Famous for their juicy, cheesy no-frills hamburgers and South Street treats, The Jackson House has been a state worker staple for more than 30 years.
When lunchtime hits, there was a time when parking was a premium around North Sixth and Boas.
Cory Kegris said ever since Standard Parking installed a new digital meter outside the restaurant, customers are saying “fuhgeddaboutit.”
“There’s definitely not as many cars around here, that’s for sure,” he said. “This whole street used to be lined with cars all up and down this whole street. This street used to be lined with cars.”
Kegris said customers were open-minded to the change until the machine took theirs.
“Two people said [the parking meter] ate their money,” he said.
During the interview, SP+ crews showed up to tend to the troubled meter. Kegris said more than technical difficulties scaring traffic away is the risk of fines.
“My dad ran out of salami and one of the [restaurants] brought salami to him. He pulled right out front here, came in and was in the store for about two or three minutes….came back out and lady was already writing him a ticket,” he said.
In January, Standard Parking jumped the fine amounts from $14 to $30, $50 after if not paid within four days. The change was and still is viewed as “steep” as many people were quick to point out.
When talking about the “old system” under the city-controlled Harrisburg Parking Authority, it was known that enforcement was inconsistent and tickets were random. In essence, many rolled the dice and viewed a $14 ticket as a “shame on me.”
Although most loosely understand Standard Parking is a private company which helped absolve the city from its crushing debt, most are quick to judge the company’s policy.
People’s habits were slow to change unlike SP+ enforcement. Getting a $30 ticket on a lunch break put a bad taste in many mouths.
“If you mess up…you’re out yourself 40 bucks for lunch for a hamburger,” said Kegis.
Downtown businesses have barked for months about the impact to its business, whether they say it publicly. The catch-22 is, if you bring awareness to the problem, people perceive the problem as one restaurant row owner explained.
Look at the signs hung on the door and windows attracting customers to Sunday brunch or happy hours from 7pm to 9pm, all hours when parking is free in Harrisburg. Midtown’s Café 1500, Crawdaddy’s, Note, Midtown Tavern, and Ted’s all in some fashion tout the fact they are located in meter-free areas.
Crawdaddy’s owner told abc27 off camera they were surprised to have a packed house on a Tuesday night. He explained the trend was to be in direct result of the extended hours for downtown meters.
One cigar dealer from Florida said he was nailed with a ticket his first time in Harrisburg. He now understands how the meters work and believes it’s one of the better parking systems he encounters.
Harrisburg’s $30 fine does seem steep when compared to neighboring cities like Lancaster ($10), and York ($20). But, if you check out nearby third-class city Reading, the parking authority there dishes out $35 fines for expired meters.

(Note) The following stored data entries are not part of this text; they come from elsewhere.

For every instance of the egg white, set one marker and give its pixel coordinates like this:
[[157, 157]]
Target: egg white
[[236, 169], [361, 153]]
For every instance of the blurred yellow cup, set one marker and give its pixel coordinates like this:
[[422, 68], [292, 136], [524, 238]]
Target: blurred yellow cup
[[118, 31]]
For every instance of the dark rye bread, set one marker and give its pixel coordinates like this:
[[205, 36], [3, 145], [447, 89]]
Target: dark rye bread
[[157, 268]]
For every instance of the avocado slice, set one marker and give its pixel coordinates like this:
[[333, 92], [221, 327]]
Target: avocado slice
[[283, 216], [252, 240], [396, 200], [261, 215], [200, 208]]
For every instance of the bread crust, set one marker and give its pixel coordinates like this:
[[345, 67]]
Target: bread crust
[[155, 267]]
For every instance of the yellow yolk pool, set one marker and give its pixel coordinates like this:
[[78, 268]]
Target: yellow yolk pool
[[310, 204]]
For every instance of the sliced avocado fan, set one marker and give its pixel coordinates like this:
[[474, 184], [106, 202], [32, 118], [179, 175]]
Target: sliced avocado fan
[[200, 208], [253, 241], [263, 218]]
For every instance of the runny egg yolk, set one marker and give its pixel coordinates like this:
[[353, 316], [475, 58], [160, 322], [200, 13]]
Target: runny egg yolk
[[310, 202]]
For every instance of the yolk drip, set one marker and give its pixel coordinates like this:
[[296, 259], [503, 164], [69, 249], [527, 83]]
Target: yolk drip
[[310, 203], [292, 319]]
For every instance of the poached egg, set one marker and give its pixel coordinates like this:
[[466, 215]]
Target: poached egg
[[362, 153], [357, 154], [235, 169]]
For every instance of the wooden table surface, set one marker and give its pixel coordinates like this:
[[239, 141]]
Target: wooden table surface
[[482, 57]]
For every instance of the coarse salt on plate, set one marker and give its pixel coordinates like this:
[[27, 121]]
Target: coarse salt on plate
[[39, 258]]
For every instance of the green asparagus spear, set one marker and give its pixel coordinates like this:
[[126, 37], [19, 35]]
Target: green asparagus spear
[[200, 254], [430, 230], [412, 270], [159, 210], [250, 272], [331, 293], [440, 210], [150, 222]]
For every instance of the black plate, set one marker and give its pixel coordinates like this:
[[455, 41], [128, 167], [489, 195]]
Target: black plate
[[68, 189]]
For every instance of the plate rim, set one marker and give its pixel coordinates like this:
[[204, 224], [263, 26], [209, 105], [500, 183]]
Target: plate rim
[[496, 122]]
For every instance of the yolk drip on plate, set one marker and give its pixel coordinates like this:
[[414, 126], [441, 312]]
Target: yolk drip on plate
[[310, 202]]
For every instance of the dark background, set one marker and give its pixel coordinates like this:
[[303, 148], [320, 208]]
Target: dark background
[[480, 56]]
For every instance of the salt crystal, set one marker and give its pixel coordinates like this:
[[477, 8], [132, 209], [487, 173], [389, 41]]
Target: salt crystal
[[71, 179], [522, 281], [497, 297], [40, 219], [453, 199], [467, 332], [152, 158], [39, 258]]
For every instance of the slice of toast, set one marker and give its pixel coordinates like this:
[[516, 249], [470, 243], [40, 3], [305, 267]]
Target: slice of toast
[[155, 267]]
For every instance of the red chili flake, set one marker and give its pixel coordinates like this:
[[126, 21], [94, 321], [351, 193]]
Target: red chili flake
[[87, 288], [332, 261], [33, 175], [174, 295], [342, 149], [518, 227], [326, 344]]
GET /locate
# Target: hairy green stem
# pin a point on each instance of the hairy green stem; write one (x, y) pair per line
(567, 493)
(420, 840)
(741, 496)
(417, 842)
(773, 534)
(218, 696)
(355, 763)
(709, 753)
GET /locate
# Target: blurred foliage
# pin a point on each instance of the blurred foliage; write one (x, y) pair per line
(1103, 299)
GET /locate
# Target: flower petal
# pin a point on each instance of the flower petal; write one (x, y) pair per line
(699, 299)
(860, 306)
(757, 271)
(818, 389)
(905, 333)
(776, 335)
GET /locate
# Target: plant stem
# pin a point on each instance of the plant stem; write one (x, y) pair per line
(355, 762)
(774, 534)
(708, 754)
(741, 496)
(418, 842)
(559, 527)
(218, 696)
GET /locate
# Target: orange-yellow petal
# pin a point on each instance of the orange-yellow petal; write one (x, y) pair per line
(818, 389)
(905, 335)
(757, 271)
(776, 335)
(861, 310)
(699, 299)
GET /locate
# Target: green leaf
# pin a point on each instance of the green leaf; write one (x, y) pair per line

Take the mid-Atlantic region and its capital cities, Harrisburg fines are the lowest. Albany, New York hand out $35 fines and Annapolis, Maryland will run you $40. New Jersey’s Trenton will set you back $70.
Population is not the ultimate factor either. New York City, with more than 8 million people on one small island will hand out $65 fines. While San Francisco is America’s 14th most populous city, second most ‘densely-populated’ city, they are home to the United States highest expired meter parking fine at $74.
Going back to the East Coast, Annapolis and Atlantic City also have metered parking seven days a week and on most major holidays.
Kegris said there is one thing you can’t get outside of Harrisburg.
“Our food’s pretty good,” he said. “So…I’m not worried about that. People will still come.”